- 2022.03.23
- 特集
世界のクラシック音楽シーンを更新し続ける23歳、藤田真央。トップピアニストの初連載「指先で旅をする」スタート!
文:WEB別冊文藝春秋
「指先から旅をする」(藤田 真央)
出典 : #WEB別冊文藝春秋
今回お話をうかがったのは、欧州でのコンサートツアーから帰国されたばかりの2022年2月15日。
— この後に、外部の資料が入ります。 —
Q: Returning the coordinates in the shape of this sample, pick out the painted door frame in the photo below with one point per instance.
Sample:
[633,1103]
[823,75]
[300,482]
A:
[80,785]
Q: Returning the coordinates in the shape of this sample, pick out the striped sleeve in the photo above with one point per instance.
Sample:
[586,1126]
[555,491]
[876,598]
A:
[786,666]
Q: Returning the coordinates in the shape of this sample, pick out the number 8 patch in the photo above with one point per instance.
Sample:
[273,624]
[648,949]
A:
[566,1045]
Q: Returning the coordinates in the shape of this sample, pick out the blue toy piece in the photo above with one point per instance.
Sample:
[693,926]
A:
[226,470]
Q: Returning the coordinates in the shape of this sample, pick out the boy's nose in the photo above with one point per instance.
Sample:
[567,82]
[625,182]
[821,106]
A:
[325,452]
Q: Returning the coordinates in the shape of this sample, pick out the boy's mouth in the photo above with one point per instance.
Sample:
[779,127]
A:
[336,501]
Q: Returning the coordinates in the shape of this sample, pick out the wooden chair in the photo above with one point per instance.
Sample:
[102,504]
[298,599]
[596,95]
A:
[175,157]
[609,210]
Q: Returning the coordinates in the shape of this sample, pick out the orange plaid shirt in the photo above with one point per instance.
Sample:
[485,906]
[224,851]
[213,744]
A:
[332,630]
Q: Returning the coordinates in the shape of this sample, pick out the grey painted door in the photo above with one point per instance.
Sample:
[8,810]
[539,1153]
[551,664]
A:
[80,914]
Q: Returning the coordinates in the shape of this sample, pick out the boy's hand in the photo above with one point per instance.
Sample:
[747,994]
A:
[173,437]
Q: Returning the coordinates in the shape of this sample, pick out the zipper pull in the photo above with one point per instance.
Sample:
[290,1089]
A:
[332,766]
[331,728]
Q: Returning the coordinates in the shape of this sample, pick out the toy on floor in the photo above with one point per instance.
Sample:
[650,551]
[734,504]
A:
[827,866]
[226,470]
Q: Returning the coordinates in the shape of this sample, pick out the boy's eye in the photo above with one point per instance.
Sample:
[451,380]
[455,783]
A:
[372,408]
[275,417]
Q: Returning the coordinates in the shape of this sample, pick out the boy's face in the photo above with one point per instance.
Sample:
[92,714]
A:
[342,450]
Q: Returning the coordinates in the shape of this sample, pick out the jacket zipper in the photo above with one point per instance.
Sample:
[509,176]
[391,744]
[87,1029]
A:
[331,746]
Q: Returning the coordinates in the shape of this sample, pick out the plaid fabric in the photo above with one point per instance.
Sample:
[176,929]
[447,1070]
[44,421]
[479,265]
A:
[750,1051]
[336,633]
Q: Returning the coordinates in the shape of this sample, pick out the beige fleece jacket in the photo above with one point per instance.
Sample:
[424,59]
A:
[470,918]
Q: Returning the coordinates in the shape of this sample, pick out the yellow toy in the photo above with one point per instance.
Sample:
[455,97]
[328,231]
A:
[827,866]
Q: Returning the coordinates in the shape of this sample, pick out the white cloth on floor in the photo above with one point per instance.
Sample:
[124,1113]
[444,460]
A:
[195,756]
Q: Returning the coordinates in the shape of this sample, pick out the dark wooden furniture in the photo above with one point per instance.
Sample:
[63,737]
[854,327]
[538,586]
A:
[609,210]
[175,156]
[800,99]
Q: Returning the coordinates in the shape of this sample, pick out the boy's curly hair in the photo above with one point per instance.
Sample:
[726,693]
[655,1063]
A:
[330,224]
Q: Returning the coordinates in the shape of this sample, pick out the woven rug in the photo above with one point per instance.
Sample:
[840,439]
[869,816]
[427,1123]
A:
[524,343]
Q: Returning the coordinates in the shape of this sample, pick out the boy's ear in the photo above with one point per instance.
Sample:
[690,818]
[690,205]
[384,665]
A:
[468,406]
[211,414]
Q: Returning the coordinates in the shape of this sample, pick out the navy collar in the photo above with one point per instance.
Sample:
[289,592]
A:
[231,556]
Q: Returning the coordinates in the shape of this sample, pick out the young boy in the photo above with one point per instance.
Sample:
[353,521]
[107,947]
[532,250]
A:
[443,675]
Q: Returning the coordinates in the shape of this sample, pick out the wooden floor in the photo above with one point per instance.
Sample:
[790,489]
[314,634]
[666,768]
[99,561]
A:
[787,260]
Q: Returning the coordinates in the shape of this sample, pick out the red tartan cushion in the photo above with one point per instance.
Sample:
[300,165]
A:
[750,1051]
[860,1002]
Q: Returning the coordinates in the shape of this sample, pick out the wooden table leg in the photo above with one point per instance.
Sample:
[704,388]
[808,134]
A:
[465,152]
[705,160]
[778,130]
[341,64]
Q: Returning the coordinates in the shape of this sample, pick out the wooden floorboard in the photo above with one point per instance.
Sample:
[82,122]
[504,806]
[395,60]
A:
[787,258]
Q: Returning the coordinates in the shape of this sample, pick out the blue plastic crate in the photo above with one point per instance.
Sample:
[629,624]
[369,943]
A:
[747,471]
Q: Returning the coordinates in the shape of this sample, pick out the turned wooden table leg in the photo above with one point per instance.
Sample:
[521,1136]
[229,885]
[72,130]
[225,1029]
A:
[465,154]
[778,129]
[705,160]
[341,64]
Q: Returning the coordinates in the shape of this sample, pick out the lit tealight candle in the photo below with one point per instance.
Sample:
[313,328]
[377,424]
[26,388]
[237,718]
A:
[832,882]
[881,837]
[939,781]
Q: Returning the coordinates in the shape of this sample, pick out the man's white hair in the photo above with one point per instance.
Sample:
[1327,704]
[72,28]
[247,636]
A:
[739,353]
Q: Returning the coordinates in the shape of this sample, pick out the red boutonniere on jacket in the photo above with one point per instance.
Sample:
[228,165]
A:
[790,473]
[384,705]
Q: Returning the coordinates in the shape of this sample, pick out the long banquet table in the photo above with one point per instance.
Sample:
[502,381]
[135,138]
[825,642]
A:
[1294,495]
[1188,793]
テルアビブでの奇跡のような演奏会。エルサレムの地で考えた、宗教と音楽のこと。
自分に「合っている」と語る、モーツァルトについて。
旅の興奮冷めやらぬままに、熱く語っていただきました。
○
2022年1月26日。わたしははやる心をおさえ、羽田空港に向かっていました。フランス、イギリスを経て、イスラエルを廻る約一か月の欧州ツアー。これから訪れるであろう素敵な出逢いに思いを馳せながら、パリに向かう飛行機に飛び乗ったのでした。
1月28日にはフランス西部のナントで、ベートーヴェンの《ピアノ協奏曲 第4番 ト長調 Op.58》を、2月3日にはロンドンでラフマニノフの《パガニーニの主題による狂詩曲 イ短調 Op.43》を演奏しました。
それぞれに素晴らしい夜でしたが、その後訪れたイスラエル・テルアビブで、わたしは生涯忘れ得ぬであろう体験をしたのです。
テルアビブ公演で弾いたのは、モーツァルトの《ピアノ協奏曲第21番 ハ長調 K. 467》。この美しい第2楽章〈アンダンテ〉には、主題のへ長調からニ短調を経て、再現部の変イ長調へと移っていく、繊細なパッセージがあります。
そこはピアニストからすると、通り抜けるのがたいへん難しい場所。わたしの解釈だと、再現部はそうっとピアニッシモで進みたい。
指揮者のクリストフ・エッシェンバッハはわたしの意図をよく汲み取ってくれました。イスラエル・フィルハーモニーは、ふわっと優しい極上の土台を築き上げ、わたしはその土台にピアノの音をすっと乗せる。瞬間、鳥肌が立つほど美しい音楽の磁場が、そこに生まれました。
ピアノの音が辿る先を、その場にいるすべての人が追っている。演奏者と聴いてくださっている方が、同じ空間でつながっていることを、肌身で体感できたのです。それはまったく、信じられないほど素晴らしい時間でした。
この音にすべてを捧げたい――震えが止まらなくなるような感覚を覚えながら、わたしはそう願っていました。